Now that we have a GRG (well, two actually), lets load it, perform PCA, and show that the results are identical between the two GRGs (it is the same data, just converted into graphs in two different ways).

grg = pygrgl.load_immutable_grg("stdpop.ooa4.chr22.grg")
print(f"Populations: {grg.get_populations()}")
print(f"Individuals: {grg.num_individuals}")
print(f"Mutations (Variants): {grg.num_mutations}")
Populations: ['YRI', 'CEU', 'CHB', 'JPT']
Individuals: 400
Mutations (Variants): 358149
from grapp.linalg import PCs

# First 2 PCs on the constructed GRG. This is very fast! A few seconds on my laptop.
pca_df = PCs(grg, 2)
pca_df
Running eigen decomposition on 400 individuals
PC1 PC2
Individual
0 -0.087585 -0.020399
1 -0.083049 -0.004990
2 -0.088521 -0.004959
3 -0.081239 -0.003820
4 -0.085417 -0.001090
... ... ...
395 0.033168 -0.030465
396 0.034471 -0.038054
397 0.034981 -0.040481
398 0.032767 -0.036880
399 0.034018 -0.044320

400 rows × 2 columns

# First 2 PCs on the "true" GRG (converted from ARG). This is a bit slower - about 20-30 seconds on my laptop.
# This highlights something interesting: the constructed GRG is created for speed and compression, and is the one that
# is used on real data. The "true" GRG still contains a lot of the coalescence structure from the ARG, which may be
# less performant for linear algebra.
true_pca_df = PCs(true_grg, 2)
true_pca_df
Running eigen decomposition on 400 individuals
PC1 PC2
Individual
0 0.087585 -0.020399
1 0.083049 -0.004990
2 0.088521 -0.004959
3 0.081239 -0.003820
4 0.085417 -0.001090
... ... ...
395 -0.033168 -0.030465
396 -0.034471 -0.038054
397 -0.034981 -0.040481
398 -0.032767 -0.036880
399 -0.034018 -0.044320

400 rows × 2 columns

Visual inspection of the dataframes above indicates that the two GRGs produce nearly identical PCA results. Now we’ll plot all the individuals in the dataset, for both sets of PCs, where the X-axis is PC1 and the Y-axis is PC2. The colors of the dots correspond to the original population identifiers for the individuals, as defined by the original simulation we did.

import matplotlib.pyplot as plt
import seaborn

# First, lets map each individual to population label and put that in a dataframe.
labels = grg.get_populations()
label_df = pandas.DataFrame({"PopLabel": [labels[grg.get_population_id(grg.ploidy * i)] for i in range(grg.num_individuals)]})

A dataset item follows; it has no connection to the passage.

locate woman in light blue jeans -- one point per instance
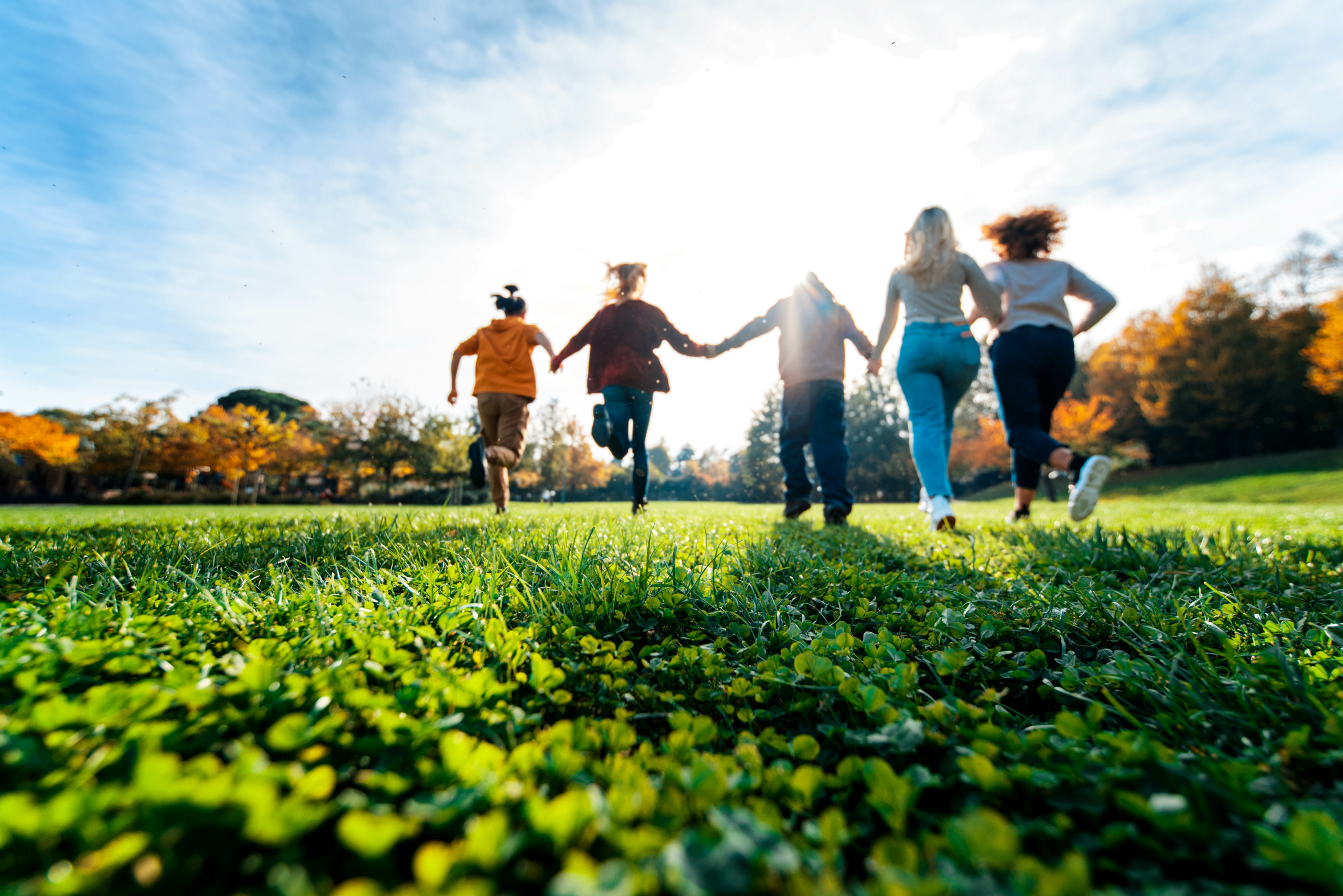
(939, 356)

constructed_df = pandas.concat([pca_df, label_df], axis=1)
true_df = pandas.concat([true_pca_df, label_df], axis=1)

f, axs = plt.subplots(1, 2, figsize=(12, 5))
seaborn.scatterplot(data=constructed_df, x="PC1", y="PC2", hue="PopLabel", ax=axs[0])
axs[0].set_title("PCA via Constructed GRG")
seaborn.scatterplot(data=true_df, x="PC1", y="PC2", hue="PopLabel", ax=axs[1])
axs[1].set_title("PCA via \"True\" GRG")
Text(0.5, 1.0, 'PCA via "True" GRG')
../_images/PCA_17_1.png

Depending on some non-deterministic behavior in the underlying eigen solve, you may notice that slight numerical differences result in the plots above being identical, except for a rotation about one of the axes. The PCs are still equivalent in this case!

You can increase the number of PCs to compute somewhat arbitrarily, but we don’t recommend computing them all: we’re using an iterative eigen decomposition algorithm via scipy and it will not perform well when asking for all eigen values/vectors.

You can also try the use_pro_pca=True options when calling PCs(), which will use the algorithm described in the paper Scalable probabilistic PCA for large-scale genetic variation data by Agrawal, et. al.